Hans Jörg Glattfelder, for his part, draws our attention to a fundamental point: the forms and structures with which we represent or construct the world rely on inherited spatial conventions, notably from Euclidean geometry, which do not always coincide with reality. His work is situated precisely in this interval, where our certainties waver. Indeed, since Elements (c. 300 BC), our representational habits have been based on an ideal geometry where lines are straight and surfaces perfectly flat. Yet, our real world escapes this rigor: the Earth is not a perfect sphere, spacetime curves under the effect of gravity, and at the microscopic or cosmological scale, classical geometry is no longer sufficient to describe reality.
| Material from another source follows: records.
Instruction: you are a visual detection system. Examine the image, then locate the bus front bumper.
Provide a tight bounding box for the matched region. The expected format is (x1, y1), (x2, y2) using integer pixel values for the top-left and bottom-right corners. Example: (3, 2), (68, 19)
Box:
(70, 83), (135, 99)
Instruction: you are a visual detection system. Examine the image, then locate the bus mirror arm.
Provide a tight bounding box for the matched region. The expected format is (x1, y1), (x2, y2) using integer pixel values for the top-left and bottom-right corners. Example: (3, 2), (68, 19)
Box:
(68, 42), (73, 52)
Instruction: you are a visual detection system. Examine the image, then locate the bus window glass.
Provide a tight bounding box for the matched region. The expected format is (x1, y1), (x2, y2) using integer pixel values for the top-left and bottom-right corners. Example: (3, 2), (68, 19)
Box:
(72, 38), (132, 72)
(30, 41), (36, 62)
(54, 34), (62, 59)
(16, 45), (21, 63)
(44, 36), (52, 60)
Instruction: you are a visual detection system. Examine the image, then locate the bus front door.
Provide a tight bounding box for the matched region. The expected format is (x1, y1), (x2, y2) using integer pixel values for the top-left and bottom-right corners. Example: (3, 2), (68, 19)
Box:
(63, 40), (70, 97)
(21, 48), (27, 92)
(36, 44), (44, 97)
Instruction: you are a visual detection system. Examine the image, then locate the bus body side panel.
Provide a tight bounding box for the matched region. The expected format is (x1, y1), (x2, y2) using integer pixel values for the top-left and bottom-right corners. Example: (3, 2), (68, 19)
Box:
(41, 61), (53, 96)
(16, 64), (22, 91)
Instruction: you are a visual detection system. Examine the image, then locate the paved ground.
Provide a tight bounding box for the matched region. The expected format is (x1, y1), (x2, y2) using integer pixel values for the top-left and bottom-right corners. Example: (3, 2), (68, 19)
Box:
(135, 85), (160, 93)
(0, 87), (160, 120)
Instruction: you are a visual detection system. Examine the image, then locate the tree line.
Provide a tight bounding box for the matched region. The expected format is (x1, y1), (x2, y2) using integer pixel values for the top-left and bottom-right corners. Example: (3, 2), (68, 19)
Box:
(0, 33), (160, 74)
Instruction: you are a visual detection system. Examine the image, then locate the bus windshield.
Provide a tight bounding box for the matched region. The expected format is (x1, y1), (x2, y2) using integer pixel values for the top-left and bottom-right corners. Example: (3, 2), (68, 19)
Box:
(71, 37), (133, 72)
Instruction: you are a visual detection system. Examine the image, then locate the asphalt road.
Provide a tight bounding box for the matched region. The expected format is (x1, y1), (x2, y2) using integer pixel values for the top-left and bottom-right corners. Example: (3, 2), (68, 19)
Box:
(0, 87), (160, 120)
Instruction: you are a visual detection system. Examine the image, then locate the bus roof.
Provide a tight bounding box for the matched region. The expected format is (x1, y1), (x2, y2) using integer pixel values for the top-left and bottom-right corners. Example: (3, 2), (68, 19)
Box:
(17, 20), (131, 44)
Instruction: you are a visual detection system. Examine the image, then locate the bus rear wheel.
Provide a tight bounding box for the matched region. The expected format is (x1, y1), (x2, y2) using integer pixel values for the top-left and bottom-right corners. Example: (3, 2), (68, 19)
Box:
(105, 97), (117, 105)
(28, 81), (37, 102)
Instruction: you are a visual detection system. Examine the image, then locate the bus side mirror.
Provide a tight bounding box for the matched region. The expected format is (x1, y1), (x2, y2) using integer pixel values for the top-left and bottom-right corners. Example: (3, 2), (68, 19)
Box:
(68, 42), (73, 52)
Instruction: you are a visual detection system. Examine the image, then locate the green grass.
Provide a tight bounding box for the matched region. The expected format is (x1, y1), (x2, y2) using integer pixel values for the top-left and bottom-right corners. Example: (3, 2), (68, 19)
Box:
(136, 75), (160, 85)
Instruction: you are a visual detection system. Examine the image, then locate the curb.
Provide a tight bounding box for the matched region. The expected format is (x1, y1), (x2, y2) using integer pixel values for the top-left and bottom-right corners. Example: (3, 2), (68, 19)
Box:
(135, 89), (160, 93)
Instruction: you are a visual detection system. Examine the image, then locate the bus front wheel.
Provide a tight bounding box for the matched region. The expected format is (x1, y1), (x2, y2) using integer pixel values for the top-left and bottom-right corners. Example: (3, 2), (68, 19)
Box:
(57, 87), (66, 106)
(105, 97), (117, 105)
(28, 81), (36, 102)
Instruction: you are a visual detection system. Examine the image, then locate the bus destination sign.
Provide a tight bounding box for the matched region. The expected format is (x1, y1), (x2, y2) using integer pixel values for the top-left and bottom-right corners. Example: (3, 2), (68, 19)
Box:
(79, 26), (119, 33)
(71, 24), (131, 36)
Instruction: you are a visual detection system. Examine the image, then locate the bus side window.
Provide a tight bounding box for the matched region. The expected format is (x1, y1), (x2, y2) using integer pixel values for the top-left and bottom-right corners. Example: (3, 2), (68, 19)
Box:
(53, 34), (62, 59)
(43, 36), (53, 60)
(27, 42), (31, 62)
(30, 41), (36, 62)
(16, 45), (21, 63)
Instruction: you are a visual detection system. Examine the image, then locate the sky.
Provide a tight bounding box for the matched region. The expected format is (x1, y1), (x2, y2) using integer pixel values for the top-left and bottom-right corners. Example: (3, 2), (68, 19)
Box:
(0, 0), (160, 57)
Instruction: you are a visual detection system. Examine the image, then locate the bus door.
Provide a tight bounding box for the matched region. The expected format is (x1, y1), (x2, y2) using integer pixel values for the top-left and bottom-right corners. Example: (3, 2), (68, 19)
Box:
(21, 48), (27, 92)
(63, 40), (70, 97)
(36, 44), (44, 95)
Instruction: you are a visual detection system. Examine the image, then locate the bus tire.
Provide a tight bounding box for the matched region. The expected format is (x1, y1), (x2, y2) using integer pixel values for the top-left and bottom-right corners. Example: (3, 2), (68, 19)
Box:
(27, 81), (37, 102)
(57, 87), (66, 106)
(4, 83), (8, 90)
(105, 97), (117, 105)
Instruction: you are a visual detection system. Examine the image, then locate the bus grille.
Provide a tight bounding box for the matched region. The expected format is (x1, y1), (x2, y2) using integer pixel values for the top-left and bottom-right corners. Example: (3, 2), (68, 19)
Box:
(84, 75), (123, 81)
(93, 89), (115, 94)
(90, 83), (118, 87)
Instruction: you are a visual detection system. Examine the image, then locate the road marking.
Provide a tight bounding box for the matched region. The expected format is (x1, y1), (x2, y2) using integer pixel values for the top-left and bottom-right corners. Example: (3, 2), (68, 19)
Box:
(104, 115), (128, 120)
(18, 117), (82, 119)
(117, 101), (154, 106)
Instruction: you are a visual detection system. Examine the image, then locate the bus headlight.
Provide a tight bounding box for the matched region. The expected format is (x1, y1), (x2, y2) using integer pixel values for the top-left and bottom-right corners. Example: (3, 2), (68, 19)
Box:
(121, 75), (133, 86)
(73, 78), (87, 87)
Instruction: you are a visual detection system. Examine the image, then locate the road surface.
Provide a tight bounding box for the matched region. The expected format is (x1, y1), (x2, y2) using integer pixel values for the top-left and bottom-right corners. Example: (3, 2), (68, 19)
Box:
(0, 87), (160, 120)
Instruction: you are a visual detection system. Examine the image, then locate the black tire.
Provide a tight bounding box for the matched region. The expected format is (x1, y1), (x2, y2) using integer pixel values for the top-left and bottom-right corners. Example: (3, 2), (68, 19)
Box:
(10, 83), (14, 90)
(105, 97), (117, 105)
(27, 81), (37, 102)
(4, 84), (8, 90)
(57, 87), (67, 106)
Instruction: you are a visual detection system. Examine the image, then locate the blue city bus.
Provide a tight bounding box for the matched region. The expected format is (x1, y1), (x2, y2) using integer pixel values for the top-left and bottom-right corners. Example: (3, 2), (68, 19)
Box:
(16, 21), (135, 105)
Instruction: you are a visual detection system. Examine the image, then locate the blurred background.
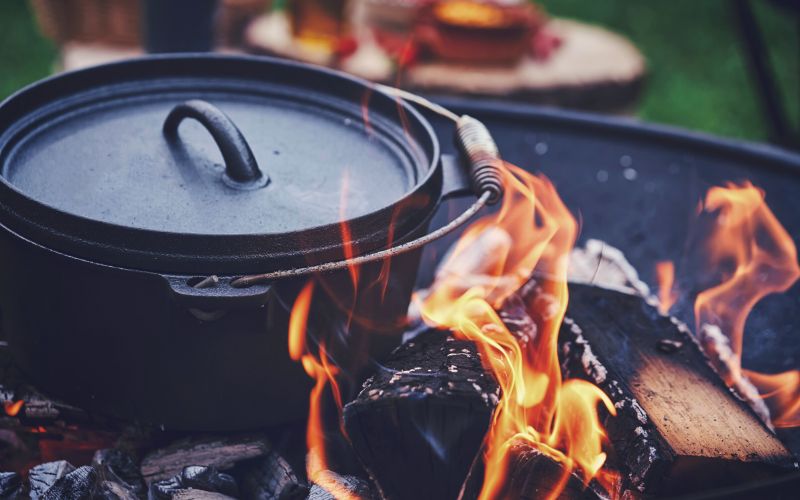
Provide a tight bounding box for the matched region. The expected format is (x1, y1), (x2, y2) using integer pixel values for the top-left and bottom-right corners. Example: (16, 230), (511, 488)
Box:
(0, 0), (800, 147)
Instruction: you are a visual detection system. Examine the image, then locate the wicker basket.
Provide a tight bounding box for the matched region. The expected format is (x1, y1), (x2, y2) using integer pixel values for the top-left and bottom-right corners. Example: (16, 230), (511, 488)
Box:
(30, 0), (142, 45)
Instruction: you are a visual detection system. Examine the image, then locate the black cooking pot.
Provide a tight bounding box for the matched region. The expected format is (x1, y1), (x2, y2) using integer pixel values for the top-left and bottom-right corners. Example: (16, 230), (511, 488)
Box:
(0, 55), (500, 430)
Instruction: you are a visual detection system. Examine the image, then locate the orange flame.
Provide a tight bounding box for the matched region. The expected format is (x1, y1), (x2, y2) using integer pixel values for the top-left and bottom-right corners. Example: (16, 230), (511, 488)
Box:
(656, 260), (678, 314)
(3, 399), (25, 417)
(289, 281), (356, 500)
(420, 165), (615, 499)
(695, 182), (800, 427)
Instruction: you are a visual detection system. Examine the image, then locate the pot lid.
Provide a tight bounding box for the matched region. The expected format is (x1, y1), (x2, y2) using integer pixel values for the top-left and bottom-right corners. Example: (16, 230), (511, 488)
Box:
(0, 56), (438, 274)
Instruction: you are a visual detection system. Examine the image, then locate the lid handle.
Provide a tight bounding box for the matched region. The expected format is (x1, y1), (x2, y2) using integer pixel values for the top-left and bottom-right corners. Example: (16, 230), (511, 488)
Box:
(164, 99), (269, 189)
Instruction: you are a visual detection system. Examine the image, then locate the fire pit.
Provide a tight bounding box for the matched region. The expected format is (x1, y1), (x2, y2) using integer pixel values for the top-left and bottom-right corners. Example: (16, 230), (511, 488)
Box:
(2, 56), (800, 499)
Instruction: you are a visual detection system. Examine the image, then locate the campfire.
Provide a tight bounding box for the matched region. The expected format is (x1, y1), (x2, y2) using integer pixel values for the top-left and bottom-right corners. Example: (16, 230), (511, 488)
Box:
(0, 54), (800, 499)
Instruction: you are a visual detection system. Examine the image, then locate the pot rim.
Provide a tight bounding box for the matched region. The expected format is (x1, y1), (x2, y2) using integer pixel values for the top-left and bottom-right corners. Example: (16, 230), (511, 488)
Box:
(0, 54), (443, 275)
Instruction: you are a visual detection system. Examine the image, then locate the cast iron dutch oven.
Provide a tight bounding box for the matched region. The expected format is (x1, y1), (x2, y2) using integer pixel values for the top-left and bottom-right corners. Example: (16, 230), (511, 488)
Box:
(0, 55), (500, 430)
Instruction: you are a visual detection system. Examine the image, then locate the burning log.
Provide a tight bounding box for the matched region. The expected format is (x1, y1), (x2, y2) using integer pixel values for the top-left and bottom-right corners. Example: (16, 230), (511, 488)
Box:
(39, 465), (96, 500)
(237, 451), (308, 500)
(561, 285), (796, 494)
(344, 330), (499, 499)
(0, 472), (24, 500)
(460, 441), (603, 500)
(92, 449), (147, 498)
(307, 470), (378, 500)
(141, 434), (271, 483)
(149, 466), (239, 500)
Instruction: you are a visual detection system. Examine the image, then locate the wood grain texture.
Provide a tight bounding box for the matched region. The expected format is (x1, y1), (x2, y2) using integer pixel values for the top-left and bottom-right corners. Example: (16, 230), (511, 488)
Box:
(561, 285), (794, 493)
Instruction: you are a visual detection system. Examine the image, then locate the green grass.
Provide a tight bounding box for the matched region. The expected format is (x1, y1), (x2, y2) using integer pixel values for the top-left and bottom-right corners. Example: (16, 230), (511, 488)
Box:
(0, 0), (56, 99)
(542, 0), (800, 140)
(0, 0), (800, 140)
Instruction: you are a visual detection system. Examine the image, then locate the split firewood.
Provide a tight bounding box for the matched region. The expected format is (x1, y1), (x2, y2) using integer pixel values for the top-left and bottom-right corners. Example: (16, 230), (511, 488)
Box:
(344, 330), (499, 500)
(141, 434), (271, 483)
(459, 441), (603, 500)
(556, 284), (796, 494)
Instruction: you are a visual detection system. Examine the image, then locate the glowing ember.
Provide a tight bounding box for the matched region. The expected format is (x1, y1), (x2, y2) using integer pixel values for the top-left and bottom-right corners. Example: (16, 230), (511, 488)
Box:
(3, 400), (25, 417)
(420, 165), (615, 498)
(664, 182), (800, 427)
(656, 261), (678, 314)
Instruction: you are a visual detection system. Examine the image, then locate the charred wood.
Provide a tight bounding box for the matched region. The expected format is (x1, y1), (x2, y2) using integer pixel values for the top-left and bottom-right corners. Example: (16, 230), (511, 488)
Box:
(461, 442), (603, 500)
(307, 470), (379, 500)
(0, 472), (23, 500)
(236, 450), (308, 500)
(344, 330), (499, 500)
(39, 465), (97, 500)
(141, 434), (271, 483)
(561, 285), (796, 494)
(150, 466), (239, 500)
(92, 449), (147, 498)
(28, 460), (75, 500)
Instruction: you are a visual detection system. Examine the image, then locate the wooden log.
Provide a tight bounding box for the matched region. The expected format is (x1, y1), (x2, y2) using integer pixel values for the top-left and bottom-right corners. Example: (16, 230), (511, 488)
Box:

From 1977 onward, Glattfelder developed works that challenged our perceptions. He called them "non-Euclidean metaphors." He created paintings that transcended simple flatness to offer ambiguous spaces, difficult to grasp, yet undeniably present before us. We are confronted with quadrilaterals composed of networks of lines or geometric shapes, with varying colors, spacing, transparencies, reliefs, and curvatures that, in their unexpected arrangement, induce a sense of vertigo. Our gaze can no longer perceive the elements and their boundaries as usual. These objects, lacking an identifiable model, nevertheless evoke a powerful impression of presence, between infinite openings, swirling in space, and constant oscillations between flatness and depth.
Metaphor is first and foremost a mechanism of language: it brings two elements together to produce a new meaning. But can we create metaphors with forms that represent nothing recognizable and that defy all figuration? Glattfelder invites us precisely to embrace these formal contradictions—such as a line that appears both straight and curved—capable of generating a metaphorical effect. They lead us to imagine a space that no longer follows the familiar rules of geometry. The aim is not that of illusionism, which seeks to deceive the eye by representing something familiar and identifiable. Illusion plays on visual perception, whereas metaphor calls for interpretation. Glattfelder's works offer neither a trompe-l'œil space where one could guess what should be recognized, nor a space that can be scientifically demonstrated. Rather, they invite us to change our perspective: to look differently, beyond the usual geometric reference points. It is about making visible what transcends pure logic and is experienced through the senses.
Gottfried Honegger and Hans Jörg Glattfelder create works that constantly navigate between what we mentally project and what we perceive through our senses. Their works lack a stable point of reference; they seem to float between the surface of the wall and the depth of space. Both distance themselves from the Zurich school by abandoning the strict rule of the right angle. By also introducing movement and contingency into their works, they open up a temporal dimension to the visual experience. To create in space is to be aware that it extends beyond what we see.